Bokeh is a free collection of 75 HD lens dirt textures for use in your HitFilm projects.
Interested in how I did it? Want to make your own at home? Let’s get started!
You will need:
- Camera capable of shallow depth of field (I used the Canon T3i with an 18-135mm lens)
- Several CD cases
- Strong flashlight(s)
Part 1 – The Setup
You’re going to want to do this in a dark room, and for me the place that happened to fill this criteria was my bathroom. Although it was uncomfortable to set up (I was kneeling on tile to take the pictures), it worked well. I put my camera up against the mirror and the empty CD case on the edge of the sink.

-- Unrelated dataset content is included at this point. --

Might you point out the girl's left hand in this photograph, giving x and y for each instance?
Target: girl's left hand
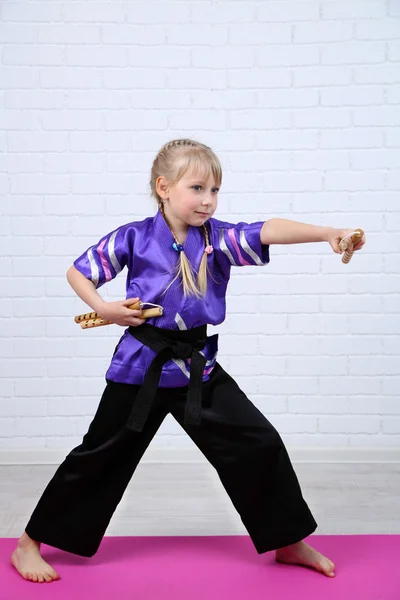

Part 2 – Taking the Pictures
I dirtied up the CD front panel with fingerprints, dirt, and water that I allowed to dry. Zoom your lens in until the case fills the frame, turn off the lights, and shine the flashlight at an angle into the lens. I found that splashing the case with various amounts of water and then un-focusing the camera worked really nicely. The water reflected the light and created good looking bokehs.
Part 3 – Adding Variety
Putting the light at an angle might result in parts of the CD case left in darkness; fill these in with another flashlight. I discovered that different lights created various colors. My iPhone, for whatever reason, was golden and added a more shimmery rainbow look to the droplets. My LED flashlight was the strongest and covered the most of the lens. Try experimenting with distance as well: move the camera right up next to the case instead of zooming in, or back up the flashlight so that it fills the whole frame. Changing the focal length can make your bokehs bigger or smaller.
Part 4 – The Edit
Import your photos onto your computer to take a closer look at them. In some cases, the camera lens writing or artifacts from the flashlight were visible in the pictures. I just painted or blurred them out using Photoshop.
And that’s it! You can get a substantial amount of variety out of several CD cases and a few flashlights. Just keep changing the variables: focal length, amount of water, distance to camera, type/direction of light. Let me know if you come up with any other tips and I’ll be sure to add them here. Thanks for reading!